# Fast read of AWS cloud MUR SST

10/5/2021

NASA JPL PODAAC has put the entire [MUR SST](https://podaac.jpl.nasa.gov/dataset/MUR-JPL-L4-GLOB-v4.1) dataset on AWS cloud as individual netCDF files, **but all ~7000 of them are netCDF files.**\ Accessing one file works well, but accessing multiple files is **very slow** because the metadata for each file has to be queried. Here, we create **fast access** by consolidating the metadata and accessing the entire dataset rapidly via zarr. More background on this project:
[medium article](https://medium.com/pangeo/fake-it-until-you-make-it-reading-goes-netcdf4-data-on-aws-s3-as-zarr-for-rapid-data-access-61e33f8fe685) and in this [repo](https://github.com/lsterzinger/fsspec-reference-maker-tutorial). We need help developing documentation and more test datasets. If you want to help, we are working in the [Pangeo Gitter](https://gitter.im/pangeo-data/cloud-performant-netcdf4).

To run this code:
- you need to set up your `.netrc` file in your home directory with your earthdata login info

Authors:
- [Chelle Gentemann](https://github.com/cgentemann)
- [Rich Signell](https://github.com/rsignell-usgs)
- [Lucas Steringzer](https://github.com/lsterzinger/)
- [Martin Durant](https://github.com/martindurant)

Credit:
- Funding: Interagency Implementation and Advanced Concepts Team [IMPACT](https://earthdata.nasa.gov/esds/impact) for the Earth Science Data Systems (ESDS) program and AWS Public Dataset Program
- AWS Credit Program
- ESIP Hub

In [None]:
from urllib import request
from http.cookiejar import CookieJar
import s3fs
import requests
import netrc
from os.path import dirname, join
from io import StringIO
import xarray as xr

In [None]:
#consolidated metadata file is in a public s3 bucket
rpath = 's3://esip-qhub-public/nasa/mur/mur_consolidated_test.json'

In [None]:
#########Setting up earthdata login credentials 
# this code is from https://github.com/podaac/tutorials/blob/master/notebooks/cloudwebinar/cloud_direct_access_s3.py
def setup_earthdata_login_auth(endpoint):
    """
    Set up the request library so that it authenticates against the given Earthdata Login
    endpoint and is able to track cookies between requests.  This looks in the .netrc file 
    first and if no credentials are found, it prompts for them.
    Valid endpoints:
        urs.earthdata.nasa.gov - Earthdata Login production
    """
    try:
        username, _, password = netrc.netrc().authenticators(endpoint)
    except (FileNotFoundError, TypeError):
        # FileNotFound = There's no .netrc file
        # TypeError = The endpoint isn't in the netrc file, causing the above to try unpacking None
        print("There's no .netrc file or the The endpoint isn't in the netrc file")
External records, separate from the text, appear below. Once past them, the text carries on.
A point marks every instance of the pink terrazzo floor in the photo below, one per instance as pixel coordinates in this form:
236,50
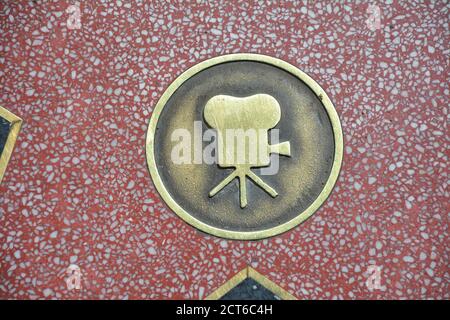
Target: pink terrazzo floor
77,189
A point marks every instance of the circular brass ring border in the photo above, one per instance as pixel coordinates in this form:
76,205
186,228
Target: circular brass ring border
247,235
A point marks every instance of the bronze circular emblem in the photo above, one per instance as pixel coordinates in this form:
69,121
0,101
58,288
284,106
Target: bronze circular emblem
244,146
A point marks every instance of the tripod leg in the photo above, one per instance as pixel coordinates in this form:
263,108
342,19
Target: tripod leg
223,184
262,184
243,190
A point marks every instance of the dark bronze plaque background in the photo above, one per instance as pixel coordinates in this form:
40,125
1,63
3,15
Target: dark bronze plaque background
301,177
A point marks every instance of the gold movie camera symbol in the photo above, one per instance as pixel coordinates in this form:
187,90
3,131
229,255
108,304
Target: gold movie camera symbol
249,119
    manager = request.HTTPPasswordMgrWithDefaultRealm()
    manager.add_password(None, endpoint, username, password)
    auth = request.HTTPBasicAuthHandler(manager)

    jar = CookieJar()
    processor = request.HTTPCookieProcessor(jar)
    opener = request.build_opener(auth, processor)
    request.install_opener(opener)

###############################################################################
edl="urs.earthdata.nasa.gov"
setup_earthdata_login_auth(edl)

def begin_s3_direct_access():
    url="https://archive.podaac.earthdata.nasa.gov/s3credentials"
    response = requests.get(url).json()
    return s3fs.S3FileSystem(key=response['accessKeyId'],secret=response['secretAccessKey'],token=response['sessionToken'],client_kwargs={'region_name':'us-west-2'})


# OLD SCHOOL: Accessing MUR SST via netcdf
1. Create a list of filenames
1. Test time to open 1 file
1. Test time to open 10 files
1. Calculate timeseries for global mean for 10 days

In [None]:
%%time    
#create list of filenames for 10 days
fs = begin_s3_direct_access()
flist = []
for lyr in range(2015,1016):
    for imon in range(1,2):
        fstr = str(lyr)+str(imon).zfill(2)+'*.nc'
        files = fs.glob(join("podaac-ops-cumulus-protected/", "MUR-JPL-L4-GLOB-v4.1", fstr))
        for file in files:
            flist.append(file)
#flist = flist[0:10] #only get first 10 files
print('total number of individual netcdf files:',len(flist))

In [None]:
%%time   
# open 1 file
ds = xr.open_dataset(flist[0])
ds

In [None]:
%%time
# open 10 files
ds = xr.open_mfdataset(flist,combine='by_coords')
ds

# Consolidated metadata zarr access
- Use public metadata file. That is it.

In [None]:
url="https://archive.podaac.earthdata.nasa.gov/s3credentials"
response = requests.get(url).json()

In [None]:
%%time
s_opts = {'requester_pays':True, 'skip_instance_cache':True}
r_opts = {'key':response['accessKeyId'],
          'secret':response['secretAccessKey'],
          'token':response['sessionToken'],
          'client_kwargs':{'region_name':'us-west-2'}}

fs = fsspec.filesystem("reference", fo=rpath, ref_storage_args=s_opts,
                       remote_protocol='s3', remote_options=r_opts)
m = fs.get_mapper("")
ds = xr.open_dataset(m, engine="zarr", consolidated=False)
ds